The built-in loudspeaker is not suitable for audiophiles, but the quality of the output was especially convincing in the mid and high frequencies, similar to the Blackview S6. Even at the highest level, there was no strong distortion that would have made a track unbearable. However, it must be admitted that the general volume was not particularly high. The OnePlus 3 can serve as a comparison here: The alarm clock is set to a value of 20 % and already reaches a decent volume. For the S8 it had to be 50-60 % to achieve a similar result. The S8’s speaker is therefore not suitable for noisy environments. However, if you direct the sound with your hand towards you, you can regain much of the lost acoustics. The audio jack, which was tested with quite neutral 1More Quad In-Ears, sounded almost impeccable and is also on a similar level with the Blackview S6. Details are not really distinctive or are easily swallowed. The bass could be a bit stronger. The jack connector also lacks a little bit of power, which could have made it a little louder. However, the S8 is a good musical companion on the road and passes the 3.5 mm jack test. Flac files cannot be played due to the audio codec of the processor. The enclosed in-ears were hardly worth unpacking. They are not suitable for more than an absolute emergency.

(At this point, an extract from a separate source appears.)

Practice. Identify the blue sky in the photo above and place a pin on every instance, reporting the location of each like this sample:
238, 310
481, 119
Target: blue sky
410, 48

The battery: an aspect in which the S8 has to take quite a lot. With the 2970 mAh battery you only scratch the 3000 mAh mark, but do not exceed it. The competitors are taking a rigorously different approach and are offering more mAh. The processor, which gets a good performance, exhausts the limited battery very quickly. The otherwise successful optimization does not help here either. Those who use their phone often will get through the day with Wieppo S8, but nothing more. In the evenings, the device usually had to be charged. It took 3.5 hours to charge with the included power supply unit, quite a long time for the small battery. Wieppo’s S8 does not officially support QC, but the charging time could be reduced by half an hour.
With moderate use, a DOT of 5 to 6 hours was possible. The S8 doesn’t run marathons, but survives the sprint from day to day. And even if the battery should expire, it wouldn’t be a problem, since it can be changed!